The physics (and people's experience) says that the best prop combo for coaxial layouts is to use a higher pitch on the bottom motor. At first I thought this dictated the same prop requirements as all other layouts: you need both CW and CCW props available in both pitches, since half will be on top and half below - resulting in a very limited choice. But recently it occurred to me that our Y6 mixer calls for all the top props to rotate one way and all the bottom props the other. I realised this actually expands our prop choices - quite usefully so.

For example, in the APC range:
14x4.7SF top and 14x8.5EP (a bit high, maybe) bottom
13x4.7SF top and 13x6.5EP bottom
12x3.8SF top and 12x6EP bottom
11x3.8SF top and 11x4.7SFP or 11x5.5EP bottom
The underlined props are the "hidden" choices, i.e. their rotational opposite is not available (or otherwise unsuitable).

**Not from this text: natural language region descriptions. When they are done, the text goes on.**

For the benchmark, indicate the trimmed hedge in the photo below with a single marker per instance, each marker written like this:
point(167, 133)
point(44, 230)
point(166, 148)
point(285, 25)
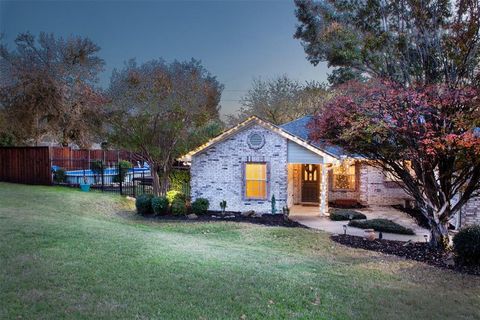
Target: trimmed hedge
point(144, 204)
point(383, 225)
point(200, 206)
point(466, 245)
point(345, 214)
point(179, 206)
point(160, 205)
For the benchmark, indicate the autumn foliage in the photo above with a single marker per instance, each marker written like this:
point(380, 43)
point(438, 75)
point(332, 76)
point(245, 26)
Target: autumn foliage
point(425, 135)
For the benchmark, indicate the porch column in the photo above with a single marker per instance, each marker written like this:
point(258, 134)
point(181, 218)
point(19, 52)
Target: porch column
point(324, 190)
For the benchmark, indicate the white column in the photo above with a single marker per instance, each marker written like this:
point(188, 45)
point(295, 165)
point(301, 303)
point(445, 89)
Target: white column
point(324, 191)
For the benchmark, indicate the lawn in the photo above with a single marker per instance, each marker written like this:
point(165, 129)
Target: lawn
point(68, 254)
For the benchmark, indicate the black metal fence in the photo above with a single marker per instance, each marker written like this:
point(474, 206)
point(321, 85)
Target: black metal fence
point(116, 177)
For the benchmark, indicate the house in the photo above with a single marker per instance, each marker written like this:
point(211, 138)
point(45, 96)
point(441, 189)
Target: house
point(255, 160)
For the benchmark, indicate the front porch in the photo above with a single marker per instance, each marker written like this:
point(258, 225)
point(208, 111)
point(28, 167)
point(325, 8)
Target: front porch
point(309, 216)
point(308, 187)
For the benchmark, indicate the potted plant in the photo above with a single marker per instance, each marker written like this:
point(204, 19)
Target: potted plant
point(85, 186)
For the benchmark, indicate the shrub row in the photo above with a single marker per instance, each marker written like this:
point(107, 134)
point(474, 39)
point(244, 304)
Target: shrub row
point(345, 214)
point(383, 225)
point(175, 201)
point(466, 245)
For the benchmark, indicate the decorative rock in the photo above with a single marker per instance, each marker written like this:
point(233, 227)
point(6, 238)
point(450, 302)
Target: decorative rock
point(370, 234)
point(248, 213)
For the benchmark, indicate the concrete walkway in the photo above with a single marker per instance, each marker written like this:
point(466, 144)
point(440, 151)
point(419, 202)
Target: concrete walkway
point(310, 217)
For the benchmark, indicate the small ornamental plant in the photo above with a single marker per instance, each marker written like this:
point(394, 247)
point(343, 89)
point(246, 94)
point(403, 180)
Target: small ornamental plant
point(223, 206)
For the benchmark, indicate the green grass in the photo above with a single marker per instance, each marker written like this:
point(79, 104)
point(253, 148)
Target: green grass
point(68, 254)
point(383, 225)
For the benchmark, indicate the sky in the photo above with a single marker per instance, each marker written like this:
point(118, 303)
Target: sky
point(236, 41)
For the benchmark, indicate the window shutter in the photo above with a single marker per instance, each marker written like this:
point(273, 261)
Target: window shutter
point(267, 164)
point(244, 181)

This may be old news to more experienced builders, but it's an exciting realisation for me

Anybody tried any of these "hidden" combos?

 

[roycruse]

Can someone explain the physics behind this two different prop pitches or diameters on coaxial setups as by ny logic and bench tests the props should be the same.

To me the statement that the lower prop is working in moving air doesn't take in the complete picture.

 

[Bartman]

roy,
the top props are moving in what is, more or less, still air so the pitch of the prop is encountering the air head on as it's rotating. Once the air is pushed downward by the top props it has a rotational nature to it so it's moving downward and into the oncoming lower prop. That combination of motions causes it to come into the rotating lower prop at an angle that serves to effectively lower the pitch of the bottom props. To account for this you have to use a higher pitch prop on the bottom so the prop will then have the same angle of attack as it's hitting the air that the top props have. You're trying to have all the props generate about the same lift so the flight control can do its job most effectively plus you don't want to waste power while making less than optimum lift.
In other words the air from above is blowing into the path of the lower props from in front and above the oncoming lower prop blade (imagine a fan above and in front of you blowing in your face), the lower prop blade is angled up and into that wind so the angle between the wind and the pitch of the prop blade can be effectively zero for a low pitch prop. The prop has to be angled up (relative to the wind) so it can make lift so to do this you have to use a higher pitch prop. You may use a 7" pitch prop on the bottom but it will cut through the oncoming air more like a 5" pitch prop because of the direction from which the wind is coming.
Make sense?

 

[Bartman]

Cut & paste from a thread I started on the OP forum some time ago:

I see what you're saying Jes and it's similar to what is driving me to try the more simple layout as I can buy std. rotation 10x7 props for the bottom from HobbyKing for about $1.80 and they're very similar in weight and shape to the Xoar 10x5's that I already have. To go the alternating props route I'd have to buy two RH rotation 10x7's and two LH rotation 10x7's so there's four times the cost plus another wait as the order gets filled in China and shipped to me in NJ via Florida.
What's nice about the newer Mikrokopter firmware is that I can set up the motors however I'd like and change the mixer however I'd like and set the motor directions in MK tool so one flight can be one way and an hour later I can try it again the other way.
Bart

 

[jes1111]

You've referred to the "suction" that the bottom blade would exert, but in reality the effect would be negligible - the bottom blade is not pulling air down in a straight-sided vertical column, but rather pushing the air that it encounters downwards - the "void" so created is filled from every direction, not just from within the column underneath the top blade. You can verify this by putting your hand behind and in front of a spinning propeller or fan - the "pressure" you feel in the direction of the air movement is not the same behind the propeller/fan as it is front.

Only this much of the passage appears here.